Gagliardi seems to see little hope: “None of this buffeting of bad news for small-business owners … will slow the so-called progressives now in firmer control of the Colorado Legislature after last election.”

Ruling Democrats are expected to introduce legislation implementing policies like “pay equity,” “joint employer” and “predictive scheduling” – all of which micromanage employers. The upshot is to increase the cost of doing business and tie employers’ hands.

Pay-equity policies force dissimilar job descriptions to pay the same wage in the name of “economic justice.” Joint-employer laws require employers to treat more cost-effective contract employees as if they were costlier company employees. Predictive-scheduling regulations undercut an employer’s ability to flexibly schedule workers and their shifts.
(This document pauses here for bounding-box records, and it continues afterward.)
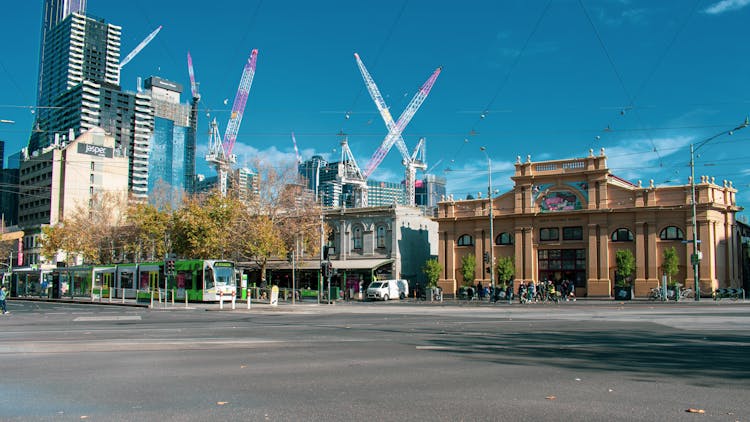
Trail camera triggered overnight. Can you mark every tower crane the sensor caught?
[187,51,201,192]
[292,132,302,164]
[206,49,258,196]
[120,25,161,70]
[354,53,442,206]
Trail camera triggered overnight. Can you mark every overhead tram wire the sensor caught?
[584,0,701,156]
[434,0,552,176]
[578,0,662,165]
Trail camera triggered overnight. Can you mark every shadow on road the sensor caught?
[429,327,750,385]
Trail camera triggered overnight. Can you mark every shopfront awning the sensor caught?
[331,259,394,270]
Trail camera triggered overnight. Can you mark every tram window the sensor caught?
[177,271,193,289]
[195,268,203,290]
[205,267,214,289]
[120,273,133,289]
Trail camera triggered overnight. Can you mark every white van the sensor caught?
[367,280,409,300]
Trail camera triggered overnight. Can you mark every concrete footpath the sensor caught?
[8,297,750,312]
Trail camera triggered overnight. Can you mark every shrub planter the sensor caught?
[615,286,633,300]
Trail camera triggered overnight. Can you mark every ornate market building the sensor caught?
[436,149,742,297]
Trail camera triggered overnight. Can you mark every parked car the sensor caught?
[367,280,409,301]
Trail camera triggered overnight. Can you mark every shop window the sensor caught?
[659,226,685,240]
[377,226,385,248]
[495,232,513,245]
[539,227,560,241]
[456,234,474,246]
[612,229,633,242]
[563,226,583,240]
[352,227,362,249]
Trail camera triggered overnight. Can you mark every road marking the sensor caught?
[73,315,141,322]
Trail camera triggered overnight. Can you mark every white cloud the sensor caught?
[592,136,695,184]
[704,0,750,15]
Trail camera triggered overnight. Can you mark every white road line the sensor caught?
[73,315,141,322]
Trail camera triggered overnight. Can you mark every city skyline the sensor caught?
[0,0,750,206]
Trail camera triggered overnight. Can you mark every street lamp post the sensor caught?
[692,118,750,302]
[479,147,495,300]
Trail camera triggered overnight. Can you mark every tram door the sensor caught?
[138,265,164,291]
[115,267,138,298]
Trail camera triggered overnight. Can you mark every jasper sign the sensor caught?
[78,143,112,158]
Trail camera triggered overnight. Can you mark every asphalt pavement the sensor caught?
[0,299,750,421]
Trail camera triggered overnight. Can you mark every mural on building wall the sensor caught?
[531,183,554,202]
[539,191,583,212]
[531,182,588,212]
[566,181,589,202]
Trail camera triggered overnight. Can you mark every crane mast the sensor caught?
[224,49,258,155]
[206,49,258,196]
[354,53,442,206]
[188,51,201,99]
[120,25,161,70]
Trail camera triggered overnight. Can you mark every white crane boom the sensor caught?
[120,25,161,70]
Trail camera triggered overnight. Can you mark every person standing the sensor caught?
[0,286,8,315]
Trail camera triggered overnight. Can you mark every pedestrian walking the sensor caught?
[0,286,8,315]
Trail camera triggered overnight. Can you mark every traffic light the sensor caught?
[320,261,333,278]
[166,259,174,274]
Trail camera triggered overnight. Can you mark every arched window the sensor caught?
[352,227,362,249]
[659,226,685,240]
[377,226,385,248]
[495,232,513,245]
[612,229,633,242]
[456,234,474,246]
[539,227,560,240]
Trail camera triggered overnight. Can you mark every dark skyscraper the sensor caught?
[36,0,86,104]
[29,0,121,152]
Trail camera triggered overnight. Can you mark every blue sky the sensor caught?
[0,0,750,206]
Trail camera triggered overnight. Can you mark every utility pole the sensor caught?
[692,118,750,302]
[479,147,495,300]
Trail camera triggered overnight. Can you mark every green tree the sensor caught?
[125,203,174,261]
[495,256,516,287]
[422,258,443,288]
[172,192,244,259]
[615,249,635,287]
[461,253,477,287]
[41,192,127,264]
[661,246,680,286]
[235,212,287,280]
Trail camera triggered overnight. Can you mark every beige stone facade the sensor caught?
[18,127,128,265]
[437,150,742,297]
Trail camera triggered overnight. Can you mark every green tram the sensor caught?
[6,259,237,302]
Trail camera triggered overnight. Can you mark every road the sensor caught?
[0,300,750,421]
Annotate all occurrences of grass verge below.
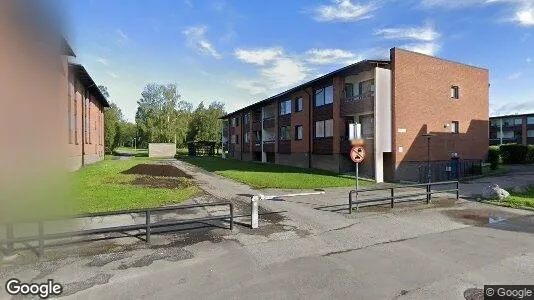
[490,185,534,209]
[72,157,200,213]
[180,157,375,189]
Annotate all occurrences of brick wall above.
[391,48,489,173]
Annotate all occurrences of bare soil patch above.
[122,164,192,179]
[131,176,191,189]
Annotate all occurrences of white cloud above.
[400,42,440,56]
[375,24,441,55]
[314,0,377,22]
[261,57,308,88]
[508,72,523,80]
[106,71,120,79]
[234,47,283,66]
[374,25,440,42]
[234,80,267,96]
[95,57,109,66]
[421,0,534,26]
[182,26,222,59]
[304,49,361,65]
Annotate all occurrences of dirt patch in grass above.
[131,176,191,189]
[122,164,192,178]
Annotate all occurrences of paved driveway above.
[0,162,534,299]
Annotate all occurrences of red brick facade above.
[222,48,489,180]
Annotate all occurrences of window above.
[295,98,304,112]
[345,83,354,98]
[359,114,375,138]
[315,119,334,138]
[451,121,460,133]
[315,86,334,106]
[451,85,460,99]
[280,100,291,116]
[358,79,375,95]
[278,126,291,141]
[295,125,303,141]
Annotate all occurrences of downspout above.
[82,89,87,167]
[303,88,313,168]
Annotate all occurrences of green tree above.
[135,83,192,145]
[187,102,225,141]
[104,102,123,154]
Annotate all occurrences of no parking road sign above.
[350,146,365,164]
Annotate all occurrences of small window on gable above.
[451,121,460,133]
[451,85,460,99]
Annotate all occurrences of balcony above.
[278,140,291,154]
[263,141,276,152]
[263,117,275,129]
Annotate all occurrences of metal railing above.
[349,181,460,214]
[0,202,234,256]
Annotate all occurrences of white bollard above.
[250,196,261,229]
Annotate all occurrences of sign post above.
[349,124,365,191]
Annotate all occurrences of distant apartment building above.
[489,113,534,145]
[222,48,489,182]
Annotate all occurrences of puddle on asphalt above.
[441,209,534,233]
[359,198,458,213]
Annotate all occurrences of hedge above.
[499,144,534,164]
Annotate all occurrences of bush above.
[488,147,500,170]
[526,146,534,164]
[499,144,529,164]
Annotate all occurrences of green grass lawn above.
[180,157,374,189]
[493,185,534,208]
[73,157,200,212]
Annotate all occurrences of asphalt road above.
[0,164,534,299]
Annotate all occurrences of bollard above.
[250,195,262,229]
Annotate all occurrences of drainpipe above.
[303,88,313,168]
[82,89,88,167]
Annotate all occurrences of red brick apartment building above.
[222,48,489,182]
[0,1,109,169]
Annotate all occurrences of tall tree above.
[135,83,191,144]
[187,102,225,141]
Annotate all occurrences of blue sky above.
[64,0,534,120]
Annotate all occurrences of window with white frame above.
[451,121,460,133]
[295,97,304,112]
[278,126,291,141]
[451,85,460,99]
[315,85,334,106]
[295,125,304,141]
[315,119,334,138]
[280,100,291,116]
[358,79,375,95]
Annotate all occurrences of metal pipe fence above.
[349,181,460,214]
[0,202,234,256]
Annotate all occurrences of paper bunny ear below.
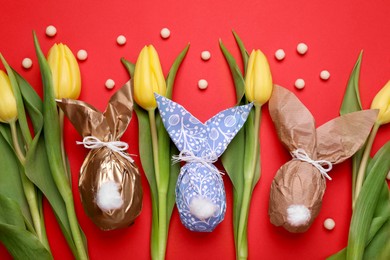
[155,94,208,155]
[103,81,133,139]
[57,98,110,140]
[205,103,253,157]
[268,85,316,157]
[317,110,378,164]
[155,94,253,157]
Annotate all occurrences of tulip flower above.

Gagliardi says joint-employer and predictive scheduling “might as well be called the Fast-Food Restaurant Removal Act of 2023.” Just what Colorado’s hard-pressed restaurant industry needs – another gut punch from the General Assembly.

That’s not to say all of the ruling Democrats at the Capitol don’t appreciate the pressures facing Colorado’s small-business sector; some of the lawmakers even come from small-business backgrounds.

The problem is lawmakers’ failure to understand cause and effect – i.e., the real-world impact of their lofty intentions. It might feel good, for example, to require restaurants to give advance notice of shift changes to workers who are on call. But those kinds of businesses must be able to change staffing quickly from day to day, and even from morning to evening, to meet demand. Restricting that flexibility could cripple their operations.

Gagliardi could be right; a lot of that basic wisdom might fall on deaf ears in a party that never has been in sync with the needs of small business. But we’ll weigh in often, nevertheless, as the session progresses. Who knows? Maybe we’ll be in for some pleasant surprises.